Say I have a text "Բարև Hello Здравствуй". (I save this code in QString, but if you know other way to store this text in c++ code, you'r welcome.) How can I convert this text to Unicode escapes like this "\u1330\u1377\u1408\u1415 Hello \u1047\u1076\u1088\u1072\u1074\u1089\u1090\u1074\u1091\u1081" (see here)?
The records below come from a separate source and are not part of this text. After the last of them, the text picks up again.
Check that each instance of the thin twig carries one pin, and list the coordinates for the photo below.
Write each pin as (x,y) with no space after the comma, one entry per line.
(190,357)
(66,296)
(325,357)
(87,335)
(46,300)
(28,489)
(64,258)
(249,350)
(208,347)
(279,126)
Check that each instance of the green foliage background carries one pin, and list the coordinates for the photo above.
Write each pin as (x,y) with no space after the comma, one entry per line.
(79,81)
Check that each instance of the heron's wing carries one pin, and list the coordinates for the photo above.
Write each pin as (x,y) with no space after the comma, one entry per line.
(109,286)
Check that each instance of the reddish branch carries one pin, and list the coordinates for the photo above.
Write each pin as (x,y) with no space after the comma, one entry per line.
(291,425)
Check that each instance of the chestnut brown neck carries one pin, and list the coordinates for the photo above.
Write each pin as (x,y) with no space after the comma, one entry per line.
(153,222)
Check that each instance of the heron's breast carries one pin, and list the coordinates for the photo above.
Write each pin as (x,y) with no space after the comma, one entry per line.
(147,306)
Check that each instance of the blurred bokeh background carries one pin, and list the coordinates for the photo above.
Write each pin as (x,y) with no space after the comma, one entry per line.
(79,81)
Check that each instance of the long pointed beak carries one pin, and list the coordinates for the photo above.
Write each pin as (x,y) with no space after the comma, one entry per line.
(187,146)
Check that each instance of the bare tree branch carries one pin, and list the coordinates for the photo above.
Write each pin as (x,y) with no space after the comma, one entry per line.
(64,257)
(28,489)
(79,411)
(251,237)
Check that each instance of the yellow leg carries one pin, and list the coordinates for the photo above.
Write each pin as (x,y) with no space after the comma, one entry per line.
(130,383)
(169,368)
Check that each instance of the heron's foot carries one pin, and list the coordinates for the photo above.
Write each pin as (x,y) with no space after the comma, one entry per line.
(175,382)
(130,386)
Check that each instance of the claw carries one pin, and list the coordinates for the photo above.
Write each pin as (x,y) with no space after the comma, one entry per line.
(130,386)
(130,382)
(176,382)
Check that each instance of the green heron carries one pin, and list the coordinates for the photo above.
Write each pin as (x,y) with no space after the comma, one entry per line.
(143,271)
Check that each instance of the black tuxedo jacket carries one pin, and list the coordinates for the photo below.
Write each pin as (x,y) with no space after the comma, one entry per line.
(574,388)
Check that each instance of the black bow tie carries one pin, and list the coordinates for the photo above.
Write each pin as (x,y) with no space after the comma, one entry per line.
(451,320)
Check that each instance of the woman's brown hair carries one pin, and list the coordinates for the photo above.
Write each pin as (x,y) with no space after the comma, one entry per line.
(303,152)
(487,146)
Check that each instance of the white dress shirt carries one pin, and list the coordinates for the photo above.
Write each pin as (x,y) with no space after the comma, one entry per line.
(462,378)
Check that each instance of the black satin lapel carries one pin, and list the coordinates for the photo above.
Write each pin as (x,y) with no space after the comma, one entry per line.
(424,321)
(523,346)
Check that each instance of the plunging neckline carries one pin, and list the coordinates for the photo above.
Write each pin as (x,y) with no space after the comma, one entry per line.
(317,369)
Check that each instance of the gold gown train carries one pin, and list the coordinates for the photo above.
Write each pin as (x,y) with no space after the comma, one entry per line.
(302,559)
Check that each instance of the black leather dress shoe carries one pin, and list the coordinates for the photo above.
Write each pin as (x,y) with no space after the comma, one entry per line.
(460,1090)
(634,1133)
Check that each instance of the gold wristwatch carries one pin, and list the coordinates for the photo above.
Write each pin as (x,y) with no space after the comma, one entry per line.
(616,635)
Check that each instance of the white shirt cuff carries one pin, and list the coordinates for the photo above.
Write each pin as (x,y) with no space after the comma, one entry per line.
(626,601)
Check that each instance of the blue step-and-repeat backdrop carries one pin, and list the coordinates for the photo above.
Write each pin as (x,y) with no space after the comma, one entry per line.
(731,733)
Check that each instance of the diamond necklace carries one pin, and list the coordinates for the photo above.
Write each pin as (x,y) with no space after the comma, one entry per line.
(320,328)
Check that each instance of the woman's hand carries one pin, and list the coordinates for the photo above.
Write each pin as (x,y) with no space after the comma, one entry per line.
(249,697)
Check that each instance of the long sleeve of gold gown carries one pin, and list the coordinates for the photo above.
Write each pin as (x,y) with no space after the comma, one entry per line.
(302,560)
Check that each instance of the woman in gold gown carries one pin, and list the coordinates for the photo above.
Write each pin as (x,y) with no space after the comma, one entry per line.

You have to first determine which Coding is used for the text "Բարև Hello Здравствуй", looks like Russian, may be Win Code Page 1251. OR UTF-8 or something else. Then Use window function MultiByteToWideChar with required inputs such as Applied Code page, OriginalName, etc.
Hope it helps.
I assume you're doing code-generation (of JavaScript, maybe?)
QString
is like a collection of QChar
. Loop through the contents, and on each QChar
call the unicode
method to get the ushort
(16-bit integer) value.
Then format each character like "\\u%04X"
, i.e. \u
followed by the 4-digit hex value.
NB. You may need to swap the two bytes (the two hex characters) to get the right result depending on the platform you're running on.
#include <cstdio>
#include <QtCore/QString>
#include <QtCore/QTextStream>
int main() {
QString str = QString::fromWCharArray(L"Բարև Hello Здравствуй");
QString escaped;
escaped.reserve(6 * str.size());
for (QString::const_iterator it = str.begin(); it != str.end(); ++it) {
QChar ch = *it;
ushort code = ch.unicode();
if (code < 0x80) {
escaped += ch;
} else {
escaped += "\\u";
escaped += QString::number(code, 16).rightJustified(4, '0');
}
}
QTextStream stream(stdout);
stream << escaped << '\n';
}
Note this loops over UTF-16 code units, not actual code points.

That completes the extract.